College football’s major bowl games were awful this year. That’s just bad luck, but the poor scheduling and overload was not. Here’s the problems and how to fix them…
*The most obvious problem that’s drawing attention in the mainstream media is the decision to show the two Playoff bowl games (Orange & Cotton) on New Year’s Eve rather than New Year’s Day. Between holiday parties and a lot of people having to work when the Orange Bowl kicked off at 4 PM ET, ratings were down 36 percent from last year, when the two Playoff games (Rose & Sugar) went on January 1.
*There is one too many bowl games classified as “major”. Did anyone really feel that Ole Miss and Oklahoma State, who met in the Sugar Bowl, to have earned on a spot on what should be college football’s biggest stage? Conversely, how did the Peach Bowl angle its way to getting “major” status? The question is rhetorical—I know they paid a boatload of money to somebody, but there’s no need for six major bowls.
*On a more minor note, why did the Orange Bowl have to kick off in the late afternoon? Aren’t we all used to seeing this game in prime-time? The Cotton should have kicked off in the 4 PM ET slot.
*And on a similar note, starting the Fiesta Bowl at 11 AM ET local time for the sake of a 1 PM ET kickoff was ridiculous and not fair to the fans in Arizona. The Fiesta and Sugar should have flipped time slots, with the latter going early and the former capping the night.
So our reform plan begins with junking the Peach Bowl and establishing that these five games—Fiesta, Sugar, Rose, Orange & Cotton—are the showcase events of college football, and the two Playoff games are included within these five.
Then let’s use a 1-3-1 setup—one game in prime-time on December 31, three games on January 1 and one more prime-time game on January 2. The Playoff games will normally be the final two games—the prime-time ones on January 1-2, and the New Year’s Eve game can basically be the least attractive TV matchup—the Committee can make sure that bowls take their turn in getting the December 31 slot.
The Rose Bowl is the cause of the current problem and where we have to make some adjustments off this basic plan. The Tournament of Rose parade on New Year’s morning has led the Rose to be insistent on keeping its game in the 5 PM ET TV window. I don’t get into the Parade, but I understand a lot of people do, so I think we should honor this spot. That requires two key adjustments…

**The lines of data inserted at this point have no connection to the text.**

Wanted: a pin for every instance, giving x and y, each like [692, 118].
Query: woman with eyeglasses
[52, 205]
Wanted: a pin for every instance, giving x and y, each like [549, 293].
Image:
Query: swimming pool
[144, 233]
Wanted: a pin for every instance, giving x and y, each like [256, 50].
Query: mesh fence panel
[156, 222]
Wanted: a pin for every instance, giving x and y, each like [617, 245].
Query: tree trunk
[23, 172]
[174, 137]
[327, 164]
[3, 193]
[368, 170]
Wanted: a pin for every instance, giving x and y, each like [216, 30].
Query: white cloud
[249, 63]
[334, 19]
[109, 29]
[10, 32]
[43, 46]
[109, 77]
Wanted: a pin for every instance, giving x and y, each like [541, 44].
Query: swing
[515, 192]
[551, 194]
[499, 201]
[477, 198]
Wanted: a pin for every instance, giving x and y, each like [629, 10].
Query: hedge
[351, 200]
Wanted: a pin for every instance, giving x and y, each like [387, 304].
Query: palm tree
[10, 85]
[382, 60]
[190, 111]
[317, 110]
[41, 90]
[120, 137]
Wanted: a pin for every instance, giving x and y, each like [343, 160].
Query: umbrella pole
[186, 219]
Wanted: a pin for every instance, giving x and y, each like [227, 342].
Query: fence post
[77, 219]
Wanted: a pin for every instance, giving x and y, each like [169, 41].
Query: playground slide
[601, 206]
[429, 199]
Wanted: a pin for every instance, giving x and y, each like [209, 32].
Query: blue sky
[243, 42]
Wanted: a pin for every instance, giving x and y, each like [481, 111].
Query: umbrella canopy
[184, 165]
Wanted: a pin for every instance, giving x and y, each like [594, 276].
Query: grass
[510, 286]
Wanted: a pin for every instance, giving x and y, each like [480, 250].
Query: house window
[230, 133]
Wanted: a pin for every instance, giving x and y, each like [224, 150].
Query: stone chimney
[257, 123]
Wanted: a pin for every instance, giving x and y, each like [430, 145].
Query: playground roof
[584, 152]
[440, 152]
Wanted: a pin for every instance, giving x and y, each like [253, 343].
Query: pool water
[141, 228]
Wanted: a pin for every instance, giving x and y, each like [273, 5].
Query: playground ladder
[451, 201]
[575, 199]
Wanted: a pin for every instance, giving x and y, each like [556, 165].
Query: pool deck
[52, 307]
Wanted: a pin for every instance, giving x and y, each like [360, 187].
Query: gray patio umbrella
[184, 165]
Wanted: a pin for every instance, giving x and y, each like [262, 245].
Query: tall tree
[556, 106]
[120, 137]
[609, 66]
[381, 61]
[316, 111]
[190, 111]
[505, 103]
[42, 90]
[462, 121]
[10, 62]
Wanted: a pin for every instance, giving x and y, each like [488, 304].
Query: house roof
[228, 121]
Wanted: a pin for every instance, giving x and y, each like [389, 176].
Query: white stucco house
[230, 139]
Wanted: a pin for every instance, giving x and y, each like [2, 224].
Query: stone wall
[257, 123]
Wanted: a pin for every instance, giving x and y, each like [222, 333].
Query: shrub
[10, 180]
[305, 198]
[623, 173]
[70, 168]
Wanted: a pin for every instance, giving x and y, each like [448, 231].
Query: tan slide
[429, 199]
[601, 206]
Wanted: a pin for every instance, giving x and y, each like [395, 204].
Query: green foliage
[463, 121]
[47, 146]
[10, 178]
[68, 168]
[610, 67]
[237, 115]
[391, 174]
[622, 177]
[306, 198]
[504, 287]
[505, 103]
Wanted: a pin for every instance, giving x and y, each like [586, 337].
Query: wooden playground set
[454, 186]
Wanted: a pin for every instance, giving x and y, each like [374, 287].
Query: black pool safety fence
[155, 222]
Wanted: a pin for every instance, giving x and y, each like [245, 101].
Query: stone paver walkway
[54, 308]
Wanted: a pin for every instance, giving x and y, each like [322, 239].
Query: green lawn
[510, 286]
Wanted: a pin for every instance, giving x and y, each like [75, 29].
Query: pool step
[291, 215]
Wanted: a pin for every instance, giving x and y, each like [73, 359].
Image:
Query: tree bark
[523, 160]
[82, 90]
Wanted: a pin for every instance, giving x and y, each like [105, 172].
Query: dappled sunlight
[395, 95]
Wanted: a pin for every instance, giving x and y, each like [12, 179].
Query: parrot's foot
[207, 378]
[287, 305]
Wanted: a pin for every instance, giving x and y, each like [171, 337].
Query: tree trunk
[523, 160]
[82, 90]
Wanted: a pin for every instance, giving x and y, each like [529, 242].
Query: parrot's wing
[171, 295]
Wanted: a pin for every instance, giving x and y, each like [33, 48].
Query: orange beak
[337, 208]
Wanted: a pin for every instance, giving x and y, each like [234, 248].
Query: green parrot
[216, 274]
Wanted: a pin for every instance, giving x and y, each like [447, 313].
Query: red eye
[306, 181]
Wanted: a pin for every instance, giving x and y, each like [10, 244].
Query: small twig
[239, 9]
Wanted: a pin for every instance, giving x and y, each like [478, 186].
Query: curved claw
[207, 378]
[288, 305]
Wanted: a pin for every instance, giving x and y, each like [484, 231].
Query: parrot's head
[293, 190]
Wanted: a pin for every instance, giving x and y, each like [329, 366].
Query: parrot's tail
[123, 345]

*When the Rose is line for a Playoff semifinal, the January 1 prime-time game becomes a non-Playoff game and the other Playoff game stays on January 2.
*The Rose also has to make a concession—because they’re never going to get stuck with the December 31 slot, they have to eat it when it comes to the Playoff rotation. The current setup of six games has the benefit of allowing for an even rotation—each bowl host the Playoffs once every three years. With five games, there will be an odd rotation. The Rose should get the worst of this in exchange for avoiding December 31.
If this system had been in place this year, the potential bowl matchups might have looked like this, assuming we’d take Houston and Florida State—the Peach Bowl participants who truly earned major bowl spots—and mixing them into other bowls, while taking Ole Miss and Oklahoma State and throwing them out…
Sugar: Florida State-Notre Dame
Rose: Ohio State-Stanford
Orange: Clemson-Oklahoma (Playoff)
Cotton: Alabama-Michigan State (Playoff)
College football diehards could check out Houston-Iowa at their New Year’s Eve parties. Doesn’t that January 1 tripleheader look appetizing? All of the bowls gradually build up to the two Playoff games?
We’re coming off the worst run of major bowl games I can recall off the top of my head, blowouts or at least decisive wins in all six games. We can’t control that, but we can narrow the field and use better scheduling to make for a better fan experience all the way around.